YARGITAY KARARI
DAİRE : 17. Hukuk Dairesi
ESAS NO : 2020/4050
KARAR NO : 2020/7264
KARAR TARİHİ : 18.11.2020
MAHKEMESİ :Ticaret Mahkemesi
-K A R A R-
6100 sayılı HMK’nun 22/7/2020 tarihli Resmi Gazete’de yayımlanan 7251 sayılı Yasanın 29. maddesi ile değişik “Feragat ve Kabulün Zamanı” başlıklı 310. maddesinde;
“MADDE 310- (1) Feragat ve kabul, hüküm kesinleşinceye kadar her zaman yapılabilir.

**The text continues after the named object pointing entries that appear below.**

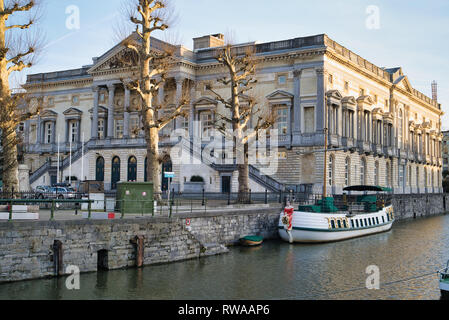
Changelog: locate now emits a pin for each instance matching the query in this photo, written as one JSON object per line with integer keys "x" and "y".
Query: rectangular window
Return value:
{"x": 206, "y": 124}
{"x": 282, "y": 79}
{"x": 309, "y": 119}
{"x": 73, "y": 131}
{"x": 101, "y": 129}
{"x": 119, "y": 129}
{"x": 282, "y": 120}
{"x": 49, "y": 132}
{"x": 134, "y": 126}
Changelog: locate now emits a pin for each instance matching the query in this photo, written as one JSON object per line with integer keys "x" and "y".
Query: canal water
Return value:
{"x": 277, "y": 270}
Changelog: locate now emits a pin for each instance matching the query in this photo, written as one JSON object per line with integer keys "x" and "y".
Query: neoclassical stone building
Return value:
{"x": 380, "y": 129}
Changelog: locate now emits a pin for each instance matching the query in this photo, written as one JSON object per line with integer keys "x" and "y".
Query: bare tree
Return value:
{"x": 148, "y": 17}
{"x": 18, "y": 45}
{"x": 241, "y": 70}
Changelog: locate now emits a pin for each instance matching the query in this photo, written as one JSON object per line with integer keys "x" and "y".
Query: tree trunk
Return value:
{"x": 243, "y": 179}
{"x": 153, "y": 166}
{"x": 10, "y": 163}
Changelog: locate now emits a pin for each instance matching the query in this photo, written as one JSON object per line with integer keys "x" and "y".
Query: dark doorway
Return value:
{"x": 145, "y": 176}
{"x": 99, "y": 169}
{"x": 166, "y": 167}
{"x": 115, "y": 172}
{"x": 102, "y": 260}
{"x": 225, "y": 184}
{"x": 132, "y": 169}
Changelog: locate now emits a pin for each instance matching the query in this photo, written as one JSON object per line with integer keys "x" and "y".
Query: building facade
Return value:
{"x": 380, "y": 129}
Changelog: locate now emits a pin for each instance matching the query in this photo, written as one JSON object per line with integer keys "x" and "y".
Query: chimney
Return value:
{"x": 434, "y": 91}
{"x": 210, "y": 41}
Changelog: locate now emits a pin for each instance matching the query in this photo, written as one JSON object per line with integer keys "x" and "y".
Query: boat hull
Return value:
{"x": 309, "y": 227}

(2)(Ek:22/7/2020-7251/29 md.) Feragat veya kabul, hükmün verilmesinden sonra yapılmışsa, taraflarca kanun yoluna başvurulmuş olsa dahi, dosya kanun yolu incelemesine gönderilmez ve ilk derece mahkemesi veya bölge adliye mahkemesince feragat veya kabul doğrultusunda ek karar verilir.
(3)(Ek:22/7/2020-7251/29 md.) Feragat veya kabul, dosyanın temyiz incelemesine gönderilmesinden sonra yapılmışsa, Yargıtay temyiz incelemesi yapmaksızın dosyayı feragat veya kabul hususunda ek karar verilmek üzere hükmü veren mahkemeye gönderir.” hükümleri yer almaktadır.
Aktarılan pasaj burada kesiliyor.